Jaurès, journaliste bien avant l’Humanité

À partir de 1887, Jaurès écrit plus de 1300 articles pour le quotidien régional La Dépêche de Toulouse, un journal radical. Il collabore dès 1893 à La Petite République. Ce quotidien populaire républicain, fondé en 1876, connaît un tournant en 1893 avec une nouvelle direction assurée par Alexandre Millerand, avocat et député de Paris, issu du radicalisme.

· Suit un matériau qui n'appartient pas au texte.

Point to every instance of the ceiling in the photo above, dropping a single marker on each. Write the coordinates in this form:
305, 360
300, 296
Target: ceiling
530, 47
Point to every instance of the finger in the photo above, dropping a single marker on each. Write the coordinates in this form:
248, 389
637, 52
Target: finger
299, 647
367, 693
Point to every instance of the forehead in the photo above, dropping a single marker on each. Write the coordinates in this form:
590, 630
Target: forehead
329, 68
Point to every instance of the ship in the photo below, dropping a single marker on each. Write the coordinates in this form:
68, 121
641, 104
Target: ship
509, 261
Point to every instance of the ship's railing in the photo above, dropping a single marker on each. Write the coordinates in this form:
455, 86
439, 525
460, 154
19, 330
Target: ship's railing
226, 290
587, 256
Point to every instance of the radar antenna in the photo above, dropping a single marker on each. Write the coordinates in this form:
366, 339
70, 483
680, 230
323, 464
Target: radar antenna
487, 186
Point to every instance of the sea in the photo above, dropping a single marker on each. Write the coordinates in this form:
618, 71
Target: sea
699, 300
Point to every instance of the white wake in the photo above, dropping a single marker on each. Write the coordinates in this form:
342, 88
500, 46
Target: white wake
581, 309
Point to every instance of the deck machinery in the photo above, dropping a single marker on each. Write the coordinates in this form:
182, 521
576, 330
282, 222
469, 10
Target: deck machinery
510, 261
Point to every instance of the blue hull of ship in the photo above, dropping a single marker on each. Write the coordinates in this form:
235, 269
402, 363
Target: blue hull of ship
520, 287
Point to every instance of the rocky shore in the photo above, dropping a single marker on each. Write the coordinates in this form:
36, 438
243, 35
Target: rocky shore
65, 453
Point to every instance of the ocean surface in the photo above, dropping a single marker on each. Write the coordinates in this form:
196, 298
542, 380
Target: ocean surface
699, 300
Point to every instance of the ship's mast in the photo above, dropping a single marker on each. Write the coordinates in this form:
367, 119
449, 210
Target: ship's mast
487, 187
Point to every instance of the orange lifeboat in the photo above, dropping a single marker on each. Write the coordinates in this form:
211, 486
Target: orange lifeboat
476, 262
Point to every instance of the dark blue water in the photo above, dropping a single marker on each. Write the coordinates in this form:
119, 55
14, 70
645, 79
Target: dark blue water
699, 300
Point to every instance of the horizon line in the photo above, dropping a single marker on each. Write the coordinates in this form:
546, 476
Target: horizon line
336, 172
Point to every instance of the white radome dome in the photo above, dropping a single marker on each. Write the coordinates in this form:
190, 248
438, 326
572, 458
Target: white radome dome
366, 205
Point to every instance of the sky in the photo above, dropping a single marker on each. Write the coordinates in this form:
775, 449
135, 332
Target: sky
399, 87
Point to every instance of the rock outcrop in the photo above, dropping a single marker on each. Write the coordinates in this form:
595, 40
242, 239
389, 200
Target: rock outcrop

À partir de 1897, le journal est dirigé par Gérault-Richard. Ce dernier fait appel en 1898 à Jean Jaurès, qui venait de perdre les élections législatives, pour la co-direction du journal. Jaurès s’y signale alors par un certain nombre d’articles en août 1898 qui prennent la défense de Dreyfus, à l’instar de Zola dans L’Aurore. Ces articles seront aussitôt rassemblés dans un recueil appelé Les Preuves.

Cependant Jaurès souhaitait créer son propre titre, sa participation à La Petite République ne lui suffisant plus. Le journal de droite Le Gaulois du 20 avril 1904 déclare d’ailleurs que « Jaurès était las d’écrire chez les autres », c’est pourquoi « il a créé un journal qui ne doit refléter que sa propre pensée ». Pour ce faire, Jaurès rassemble une équipe et des fonds.

Jean Jaurès (à gauche) arrivant au Palais Bourbon, Agence Rol, 1914 - source : Gallica-BnF

Les objectifs de Jaurès

Lors de la parution du premier numéro de L’Humanité le 18 avril 1904, Jaurès explique à la une les objectifs de ce nouveau journal qui doit être « en communication constante avec tout le mouvement ouvrier, syndical et coopératif ».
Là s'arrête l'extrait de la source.